In the other wagon two younger boys had joined the lad who was driving. On the seat beside him now sat a merry-faced, brown-eyed lad of fourteen, and leaning on their shoulders peering out between them was a boy of twelve, the twin of the twelve-year-old girl in the other wagon, with red hair, laughing blue eyes, and a round, freckled face.

Sam was the mischief of the family, and was generally larking and laughing, but now his face looked rather pale beneath its coat of tan and freckles, and the eyes which he fastened on the horizon had in them an expression of terror.

"Do you suppose it's Indians, Joe?" he whispered huskily. "Did you hear what that man told Father at Fort Dodge the other day? He said that Indians had set on an emigrant train near Fontanelle and murdered the whole party."
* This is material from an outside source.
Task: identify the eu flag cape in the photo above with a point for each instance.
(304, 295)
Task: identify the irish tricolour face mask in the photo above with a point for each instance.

The boy on the driver's seat did not answer. With his wide grey eyes focused intently on the cloud of dust in the distance, his tanned face strained and set, he craned forward, every muscle of his body at rigid attention.

Presently he handed the lines to the brother who sat beside him and reaching up into the curving top of the wagon took down a heavy old muzzle-loading musket.

"Do you think it is Indians?" the boy asked, his hands a bit tremulous on the lines.

"I dunno. Can't tell yet. But we've got to be ready anyhow. Better load up your rifle, Lige."

The brown-eyed boy wound the lines around the whip-stock and took from a rack under the cover a long-barreled rifle.

They had seen many roving bands of Indians on their journey, but had never been molested by them, but at the last settlement they had passed through they had heard horrifying accounts of the scalping and massacre of settlers and emigrants by the red men. On the old Overland Trail between Fort Laramie and the South Fork of the Platte there had occurred an Indian uprising a few days before, the terrifying news of which had reached them at their last stopping place.